Als ich aufwache, liegt Azad nicht im Bett, aber dafür steht mein Blumenstrauß in der Vase neben mir auf der Fensterbank. Wir haben 11:41 Uhr. Oh Mann, tat der Schlaf gut. Ich rolle mich aus dem Bett, gehe mir die Zähne putzen, das Gesicht waschen und schauen, wo sich dieser Mann in diesem riesigen Haus befindet. Hier im Geschoss höre ich nichts, also gehe ich nach unten. Es ist wahrscheinlich, dass er sich im Wohnzimmer befindet und da finde ich ihn auch mit seinem Laptop auf dem Schoss - in T-Shirt und Jogginghose. "Wie lange arbeitest du schon?" Azad hebt den Blick vom Bildschirm, scheint wohl überrascht zu sein, dass ich ihn anspreche. "Seit 08:30 Uhr." Ich verschränke meine Arme vor meiner Brust. "Hast du gefrühstückt?" "Ich habe mir eine Kleinigkeit gemacht." "Willst du Frühstück?", hake ich noch einmal genauer nach. Ich weiß nicht, ob er gerade wirklich so überrascht ist oder nur so tut. Was ist? "Und?" "Willst du?" "Kannst du mir mal antworten? Ja oder nein?" So schwer ist das doch nicht. Was irritiert ihn so? "Wenn du möchtest, gerne." Bitte! Geht doch. Ich mache mich auf den Weg in die riesige, schwarze Küche, schaue mir an, was es so gibt und was ich vorbereiten kann. Ist er immer so zögernd, was sein Frühstück angeht oder was war das gerade eben? Er hat Blätterteig da. Das ist doch perfekt. Ich finde noch Schafskäse und alles andere, was man für ein Frühstück benötigt, nehme noch spontan Hackfleisch raus, weil ich damit einige Blätterteige mit Reibekäse füllen will und fange schon mal an, mir die Hände zu waschen, nachdem ich mir die Haare zu einem Dutt binde.
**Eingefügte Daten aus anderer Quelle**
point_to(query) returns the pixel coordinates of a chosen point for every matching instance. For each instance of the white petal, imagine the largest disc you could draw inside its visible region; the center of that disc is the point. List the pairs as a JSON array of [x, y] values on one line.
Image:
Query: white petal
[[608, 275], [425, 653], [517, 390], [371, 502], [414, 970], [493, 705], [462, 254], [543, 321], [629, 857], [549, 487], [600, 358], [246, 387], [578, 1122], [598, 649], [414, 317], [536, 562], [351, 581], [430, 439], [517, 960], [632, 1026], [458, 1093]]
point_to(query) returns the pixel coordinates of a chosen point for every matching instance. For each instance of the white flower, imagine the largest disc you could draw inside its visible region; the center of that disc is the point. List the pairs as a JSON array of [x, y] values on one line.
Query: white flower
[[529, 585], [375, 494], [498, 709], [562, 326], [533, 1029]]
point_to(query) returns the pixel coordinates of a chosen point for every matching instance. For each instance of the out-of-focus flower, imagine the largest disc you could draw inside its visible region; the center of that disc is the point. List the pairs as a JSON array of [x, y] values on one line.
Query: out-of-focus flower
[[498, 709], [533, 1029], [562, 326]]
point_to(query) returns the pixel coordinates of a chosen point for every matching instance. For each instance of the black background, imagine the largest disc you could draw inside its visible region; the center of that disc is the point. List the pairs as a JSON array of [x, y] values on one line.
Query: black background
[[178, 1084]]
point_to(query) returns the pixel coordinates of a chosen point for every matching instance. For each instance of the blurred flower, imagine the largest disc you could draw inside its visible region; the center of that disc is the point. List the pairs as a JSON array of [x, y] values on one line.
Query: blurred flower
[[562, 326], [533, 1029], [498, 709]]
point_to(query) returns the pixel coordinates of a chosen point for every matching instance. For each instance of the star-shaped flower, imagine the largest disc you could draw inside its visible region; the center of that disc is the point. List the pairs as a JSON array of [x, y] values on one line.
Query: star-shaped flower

Als ich mich umdrehe und ihn erblicke, ziehe ich die Augenbrauen zusammen. "Brauchst du was?" "Nein. Ich helfe dir." Ach so ... oh. Ich dachte, er muss arbeiten. "Stehen keine Termine an?" "Besprechung ist erst um 13:00 Uhr. Soll ich die Tomaten schneiden? Du hast doch eine Allergie dagegen. Kannst du sie überhaupt essen?" Da scheint jemand seine Hausaufgaben gemacht zu haben. "Gekocht oder gebraten habe ich keine Probleme. Würfel' sie so klein wie möglich. Paprika und Zwiebeln auch." Solange kann ich mich um die Zwiebeln und den Koriander für das Hackfleisch kümmern. "Möchtest du heute irgendwohin?", fragt er irgendwann. "Nicht wirklich. Du?" "Nein", antwortet er mir. "Wann möchtest du wieder Schießen?" "Mir egal." "Heute?" "Von mir aus." Das Schießen hat etwas Nostalgisches an sich. Es war echt schön. "Ich dachte, wenn wir verheiratet sind, werde ich nicht mehr verunsichert, aber du schaffst es immer wieder, Schneeflocke. Hut ab." Was habe ich jetzt getan? Ich schaue hoch zu Azad, der seelenruhig die Tomaten klein würfelt. "Wovon sprichst du?" "Du bist abweisend. Fällt dir das nicht auf?" Wo bin ich abweisend? "Ich habe doch zugestimmt." Nun beginnt er tief zu seufzen und zu mir aufzuschauen. "Nicht wirklich, mir egal, von mir aus. Das wirkt nicht wirklich so, als würdest du es wollen. Wenn du nicht möchtest, sag es mir und ich lasse dich in Ruhe." Oh ... das wusste ich nicht. Wenn ich ehrlich bin, überrollt er mich damit ein wenig und irgendwo tief im Inneren fühle ich mich attackiert. Jetzt bin ich diejenige, die ihren Blick auf das Hackfleisch in der Pfanne vor mich richtet.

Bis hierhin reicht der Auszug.